Par GABRIEL DANTAS ROMANO*
La conscience et le libre arbitre sont des phénomènes naturels que le stade actuel de la science ne peut expliquer, mais cela ne signifie pas qu’ils doivent être exclus de notre cadre de compréhension de la réalité comme inexistante.
Le livre Déterminé : La science de la vie sans libre arbitre, du neuroscientifique Robert Sapolsky, est récemment sorti au Brésil. La publication rejoint les rangs des philosophes et des scientifiques qui ne croient pas à l’existence du libre arbitre, comme Galen Strawson et Skinner.

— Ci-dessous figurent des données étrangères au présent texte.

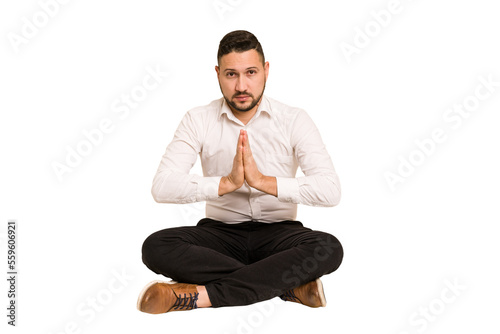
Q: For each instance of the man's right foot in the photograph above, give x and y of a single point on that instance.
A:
(310, 294)
(161, 297)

La publicité des idées ne dépend pas toujours de leur véracité, mais souvent de la capacité d’un groupe de personnes à attirer l’équilibre de l’opinion publique en leur faveur, en construisant une image attrayante et/ou en créant un environnement propice à leur acceptation. Le multivers et certaines variantes de l’hypothèse Gaïa, par exemple, ne sont pas des attestations scientifiques consolidées, mais il s’agissait d’idéaux qui jouissaient d’une certaine popularité comme s’ils l’étaient.1 Dans le cas du libre arbitre, les déclarations péremptoires de certains scientifiques éminents peuvent cacher une histoire intense de débats derrière leurs thèses. Monsieur lui-même. Sapolsky donne à ses idées un objectif noble : libérer les êtres humains du lourd fardeau de la culpabilité. Intention qui peut être vue comme une bienveillance marketing ou scientifique.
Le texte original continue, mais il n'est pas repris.